Chapter 2. The Java Language

Understand the basics before building real-world apps!

Larry | Peng Yang
Mastering Java
9 min readOct 22, 2022

--

Photo by Karl Pawlowicz on Unsplash

Text Encoding

Java source code can be written using Unicode and stored in any number of character encodings, ranging from a full binary form to ASCII-encoded Unicode character values. The Java char type and String class natively supports Unicode values. One of the most common file encodings for Unicode, called UTF-8, preserves ASCII values in their single-byte form. This encoding is used by default in compiled Java class files, so storage remains compact for English text.

In java, a Unicode character can be represented with this escape sequence: \uxxxx where xxxx is a sequence of one to four hexadecimal digits.

jshell> System.out.println("\u3042")
jshell> System.out.println("あ")

charset is the set of characters you can use, e.g. ASCII and unicode. encoding is the way these characters are stored into memory, e.g. utf-8, utf-16.

ASCII defines 128 characters, which map to the numbers 0–127. Unicode defines (less than) 221 characters, which, similarly, map to numbers 0–221 (though not all numbers are currently assigned, and some are reserved).

Unicode is a superset of ASCII, and the numbers 0–127 have the same meaning in ASCII as they have in Unicode. Because Unicode characters don’t generally fit into one 8-bit byte, there are numerous ways of storing Unicode characters in byte sequences, such as UTF-32 and UTF-8. In UTF-8, every code-point from 0–127 is stored in a single byte. Code points (e.g. 3042) above 128 are stored using 2–4 bytes.
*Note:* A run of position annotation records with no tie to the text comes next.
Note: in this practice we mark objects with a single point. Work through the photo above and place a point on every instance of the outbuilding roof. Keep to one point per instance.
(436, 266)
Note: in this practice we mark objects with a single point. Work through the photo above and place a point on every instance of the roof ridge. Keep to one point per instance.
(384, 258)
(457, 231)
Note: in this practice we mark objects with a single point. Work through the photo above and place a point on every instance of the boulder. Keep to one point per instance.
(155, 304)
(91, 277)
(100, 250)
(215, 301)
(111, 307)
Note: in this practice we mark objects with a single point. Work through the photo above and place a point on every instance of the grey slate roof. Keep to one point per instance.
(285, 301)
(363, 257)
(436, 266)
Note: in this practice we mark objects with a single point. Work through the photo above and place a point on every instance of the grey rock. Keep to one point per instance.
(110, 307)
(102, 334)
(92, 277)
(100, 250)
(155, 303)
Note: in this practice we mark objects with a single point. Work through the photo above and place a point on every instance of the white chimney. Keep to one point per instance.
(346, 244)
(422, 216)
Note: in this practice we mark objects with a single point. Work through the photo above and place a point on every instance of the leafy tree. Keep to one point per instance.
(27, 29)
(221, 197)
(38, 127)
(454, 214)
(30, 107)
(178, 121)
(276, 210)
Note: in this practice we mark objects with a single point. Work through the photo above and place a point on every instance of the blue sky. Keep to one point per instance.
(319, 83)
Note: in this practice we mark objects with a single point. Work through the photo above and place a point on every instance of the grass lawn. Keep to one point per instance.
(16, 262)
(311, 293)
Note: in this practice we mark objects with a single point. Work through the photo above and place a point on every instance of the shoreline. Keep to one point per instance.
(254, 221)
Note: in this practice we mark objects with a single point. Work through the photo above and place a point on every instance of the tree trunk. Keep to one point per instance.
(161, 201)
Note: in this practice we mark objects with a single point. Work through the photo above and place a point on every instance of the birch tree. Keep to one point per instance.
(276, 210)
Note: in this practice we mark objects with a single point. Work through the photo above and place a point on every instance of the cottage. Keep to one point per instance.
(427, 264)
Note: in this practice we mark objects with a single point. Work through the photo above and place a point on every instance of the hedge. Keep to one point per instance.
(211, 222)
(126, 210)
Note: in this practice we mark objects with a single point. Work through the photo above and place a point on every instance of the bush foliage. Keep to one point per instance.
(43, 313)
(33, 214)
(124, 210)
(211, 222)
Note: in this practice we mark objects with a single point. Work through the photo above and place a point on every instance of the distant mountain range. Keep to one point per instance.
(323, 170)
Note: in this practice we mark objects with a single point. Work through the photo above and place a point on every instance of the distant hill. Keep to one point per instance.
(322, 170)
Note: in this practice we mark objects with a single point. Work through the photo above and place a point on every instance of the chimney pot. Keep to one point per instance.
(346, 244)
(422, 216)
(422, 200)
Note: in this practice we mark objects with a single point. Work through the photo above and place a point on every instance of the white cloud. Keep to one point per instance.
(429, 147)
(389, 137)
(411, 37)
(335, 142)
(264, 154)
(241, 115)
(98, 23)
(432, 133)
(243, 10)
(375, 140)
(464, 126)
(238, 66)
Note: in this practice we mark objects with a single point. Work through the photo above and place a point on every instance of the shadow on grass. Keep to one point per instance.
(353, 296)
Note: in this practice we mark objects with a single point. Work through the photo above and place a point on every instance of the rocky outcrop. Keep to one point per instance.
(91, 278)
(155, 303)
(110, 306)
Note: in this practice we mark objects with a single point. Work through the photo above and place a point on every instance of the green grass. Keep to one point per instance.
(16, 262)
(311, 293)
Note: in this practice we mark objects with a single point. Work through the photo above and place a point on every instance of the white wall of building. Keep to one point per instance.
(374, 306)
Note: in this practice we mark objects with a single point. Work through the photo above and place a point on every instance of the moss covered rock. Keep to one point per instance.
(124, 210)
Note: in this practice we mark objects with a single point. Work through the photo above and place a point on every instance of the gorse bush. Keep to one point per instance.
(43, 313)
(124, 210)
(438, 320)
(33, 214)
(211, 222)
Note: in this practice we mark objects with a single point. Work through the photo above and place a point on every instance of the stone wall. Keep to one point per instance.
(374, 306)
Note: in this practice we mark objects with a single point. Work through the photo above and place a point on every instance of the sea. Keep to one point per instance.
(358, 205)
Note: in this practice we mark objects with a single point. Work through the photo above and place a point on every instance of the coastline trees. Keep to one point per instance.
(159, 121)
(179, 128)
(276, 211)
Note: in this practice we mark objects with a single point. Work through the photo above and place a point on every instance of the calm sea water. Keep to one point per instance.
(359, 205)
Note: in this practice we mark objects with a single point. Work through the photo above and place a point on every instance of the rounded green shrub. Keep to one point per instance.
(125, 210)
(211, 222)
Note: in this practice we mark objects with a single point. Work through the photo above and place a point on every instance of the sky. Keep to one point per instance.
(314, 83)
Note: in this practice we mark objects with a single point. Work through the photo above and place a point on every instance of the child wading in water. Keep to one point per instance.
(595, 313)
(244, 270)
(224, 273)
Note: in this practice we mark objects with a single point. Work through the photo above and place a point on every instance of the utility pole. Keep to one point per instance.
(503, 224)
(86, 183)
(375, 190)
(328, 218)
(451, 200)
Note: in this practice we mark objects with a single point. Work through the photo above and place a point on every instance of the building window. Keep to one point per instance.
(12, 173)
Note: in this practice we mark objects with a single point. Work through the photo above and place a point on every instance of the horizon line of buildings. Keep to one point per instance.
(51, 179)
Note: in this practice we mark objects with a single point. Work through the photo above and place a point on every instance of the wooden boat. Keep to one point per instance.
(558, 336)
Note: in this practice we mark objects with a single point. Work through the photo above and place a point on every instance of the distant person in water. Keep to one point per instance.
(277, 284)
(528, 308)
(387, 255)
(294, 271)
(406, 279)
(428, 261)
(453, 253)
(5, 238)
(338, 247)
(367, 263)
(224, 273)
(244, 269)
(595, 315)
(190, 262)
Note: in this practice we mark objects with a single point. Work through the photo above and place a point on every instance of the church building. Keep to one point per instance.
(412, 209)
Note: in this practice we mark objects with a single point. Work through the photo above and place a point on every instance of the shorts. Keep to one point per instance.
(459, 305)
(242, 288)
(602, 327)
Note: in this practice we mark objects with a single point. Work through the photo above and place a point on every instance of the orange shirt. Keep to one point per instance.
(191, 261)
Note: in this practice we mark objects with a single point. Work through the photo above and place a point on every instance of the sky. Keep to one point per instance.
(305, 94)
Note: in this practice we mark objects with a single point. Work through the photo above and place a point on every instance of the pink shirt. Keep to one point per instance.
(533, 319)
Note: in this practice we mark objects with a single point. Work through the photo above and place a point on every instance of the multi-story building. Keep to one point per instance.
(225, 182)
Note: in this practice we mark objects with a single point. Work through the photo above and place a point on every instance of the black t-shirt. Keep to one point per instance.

Data Types, Variables, and Constants

Data types specify the different sizes and values that can be stored in the variable. There are two types of data types in Java: primitive and non-primitive data types. Variables store information that you plan to change and reuse over time (or information that you don’t know ahead of time such as a user’s email address). Constants (use key word final.e.g. final double Pi = 3.1415926536;) store information that is, well, constant.

Primitive data types

The primitive data types include boolean, char, byte, short, int, long, float, and double.

primitive data types

Default values
variables that are declared as members of a class are set to default values if they aren’t initialized. In this case, numeric types default to the appropriate flavor of zero, and characters are set to the null character (\0), and boolean variables have the value false. (Reference types also get a default value, null). Local variables, on the other hand, must be explicitly initialized before they can be used. The compiler enforces this rule so there is no danger of forgetting.

Character literals
Literals of types char and String (String is non-primitive, will cover more in a future post) may contain any Unicode (UTF-16) characters. If your editor and file system allow it, you can use such characters directly in your code. If not, you can use a "Unicode escape" such as '\u0108' (capital C with circumflex), or "S\u00ED Se\u00F1or" (Sí Señor in Spanish). Always use 'single quotes' for char literals and "double quotes" for String literals.

char myChar = 'D'; // or '\u0044'String myString = "my string";
String myString = "DD"; // or "\u0044\u0044"

Interger literals
Integer literals (byte, short, int, long) can be specified in binary (base 2), octal (base 8), decimal (base 10), or hexadecimal (base 16). Integer literals are of type int unless they are suffixed with an L, denoting that they are to be produced as a long value:

int i = 1230; // decimal
int i = 0b01001011; // leading 0b or 0B, binary, i = 75 decimal
int i = 01230; // leading 0, octal, i = 664 decimal
int i = 0xFFFF; // leading 0x or 0X, hexadecimal, i = 664 decimal
long l = 13L;
long l = 13; // equivalent: 13 is converted from type int
long l = 40123456789L;
long l = 40123456789; // error: too big for an int without conversion
// other examples
byte myByte = 12;
short myShort = 23;
int myNum = 5;
long myLong = 14L;

Floating-Point literals
A floating-point (float, double) literal is of type float if it ends with the letter F or f; otherwise, its type is double and it can optionally end with the letter D or d. The floating point types can also be expressed using E or e (for scientific notation).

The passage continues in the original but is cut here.